Research and development (R&D) spending, which shouldn’t even be accounted for as investment, adds a significant amount to the U.S. GDP number. It accounts for around 2% of U.S. GDP. Art, music, film royalties, books and theatre add another 0.5% to U.S. GDP. Another adjustment has been made to pension accounting. Previously, pension spending was included in GDP. After this adjustment however, we also look at the “promise” to pay out pensions. So we are talking about imaginary numbers that are now included in GDP. A last example is found in real estate. Commissions, legal bills and expenditures on real estate transactions are included in GDP as “investment.” Obviously these expenditures aren’t associated with real production.
One of the consequences is that comparing the GDP number between other countries and the U.S. is not transparent anymore. It is like comparing apples and oranges. GDP should measure real production (like building a factory) and what the U.S. government added here is not real production. It is a measure of spending in the economy and there are items in the GDP number that don’t add real value to the economy (like writing books).
Bad enough. But the GDP number is already a joke in many ways. Let me describe one: the way that it favors government expenditures over private expenditures. As Peter Schiff recently pointed out on his podcast, when government hires someone, we count that as part of GDP, but when private industry hires someone, we don’t. The example given by Schiff is this: an engineer is fired from private industry, and takes a government job as a janitor at 1/2 his former wage. GDP now increases, because his private industry job did not count in GDP — but his government job does.
After hearing this, I sought out a link that would explain the concept. I found one here, at the Library of Economics and Liberty:
Today I’d like to draw attention to one of the peculiarities of GDP. For your consideration:
Scenario 1. Tomorrow, ExxonMobil spontaneously hires an unemployed petroleum engineer for $100K per year. She spends a year looking for new oil, finds nothing.
Scenario 2. Tomorrow, the federal government spontaneously hires an unemployed petroleum engineer for the same $100K. She spends a year looking for new oil, finds nothing.
So, how do these two alternative scenarios impact the official GDP figures?
Scenario 1 has zero impact on GDP: No oil to sell=no extra consumer purchases=no extra GDP. As the Bureau of Economic Analysis says, “Personal consumption expenditures…is goods and services purchased by persons…”
Scenario 2 raises GDP by $100K. As BEA says, “Government consumption expenditures…consists of…compensation of employees…”
That particular example is becoming moot, with the inclusion of R&D in GDP, but the distinction between most government and private jobs remains.
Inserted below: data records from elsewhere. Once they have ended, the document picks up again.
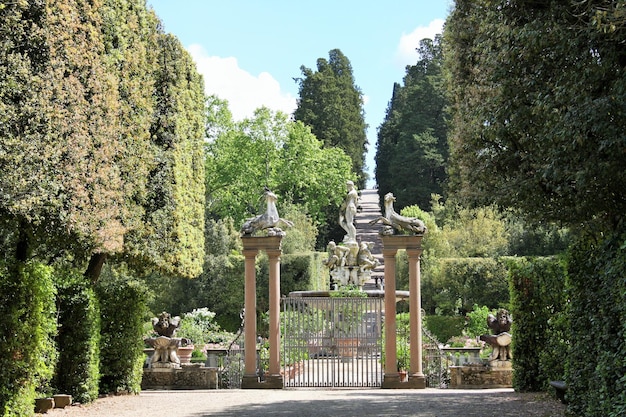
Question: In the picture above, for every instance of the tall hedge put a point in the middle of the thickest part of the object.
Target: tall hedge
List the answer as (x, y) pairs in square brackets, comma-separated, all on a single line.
[(28, 323), (538, 305), (453, 285), (123, 311), (78, 339), (596, 368)]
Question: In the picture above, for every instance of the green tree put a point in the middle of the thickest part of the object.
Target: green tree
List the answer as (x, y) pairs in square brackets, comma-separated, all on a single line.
[(172, 234), (412, 148), (332, 105), (537, 111), (268, 150)]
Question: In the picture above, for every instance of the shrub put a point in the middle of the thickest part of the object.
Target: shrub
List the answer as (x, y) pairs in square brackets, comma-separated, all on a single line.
[(78, 338), (596, 369), (123, 312), (28, 354), (538, 303), (445, 327)]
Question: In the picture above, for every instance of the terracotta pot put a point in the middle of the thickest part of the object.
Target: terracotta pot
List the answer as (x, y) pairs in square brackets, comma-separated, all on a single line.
[(43, 405), (184, 354)]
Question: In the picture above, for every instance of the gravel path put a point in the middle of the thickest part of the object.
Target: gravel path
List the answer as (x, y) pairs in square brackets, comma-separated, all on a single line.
[(320, 403)]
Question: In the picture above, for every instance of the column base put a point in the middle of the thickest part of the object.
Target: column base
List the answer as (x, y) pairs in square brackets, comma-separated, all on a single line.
[(393, 381), (271, 382)]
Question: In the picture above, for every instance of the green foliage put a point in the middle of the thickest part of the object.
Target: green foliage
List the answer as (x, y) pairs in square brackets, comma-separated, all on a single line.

Hiring a worker who (through no fault of her own) accomplishes absolutely nothing raises GDP if the government does the hiring. Hiring a worker who (through no fault of her own) accomplishes absolutely nothing does nothing to GDP if the private sector does the hiring.
Why? Because GDP counts government salaries as “government expenditures” as soon as the government hires a person. But the “consumption” and “investment” parts of GDP only count genuine purchases by the private sector (leaving the oddities of imputed spending for the coda below).
(That particular example is becoming moot, with the inclusion of R&D in GDP, but the distinction between most government and private jobs remains.)
We’ve discussed on this blog how economic data and indicators are often flawed. The Dow Industrial Average is a joke. Unemployment numbers don’t begin to give an accurate picture of the true state of unemployment in the nation, and ignore the explosion of disability claims. And now, I learn, GDP is distorted to favor government spending, and is manipulated by politicians to make imaginary improvements in the economy appear real.
Thank God we have Big Media in our corner, at least, explaining these deficiencies to the general public at every turn, so that voters are not misled.
I’m OK! I’m OK! I’m not passing out, don’t worry, I’m fine. That was just a more pronounced eye roll than usual, that’s all.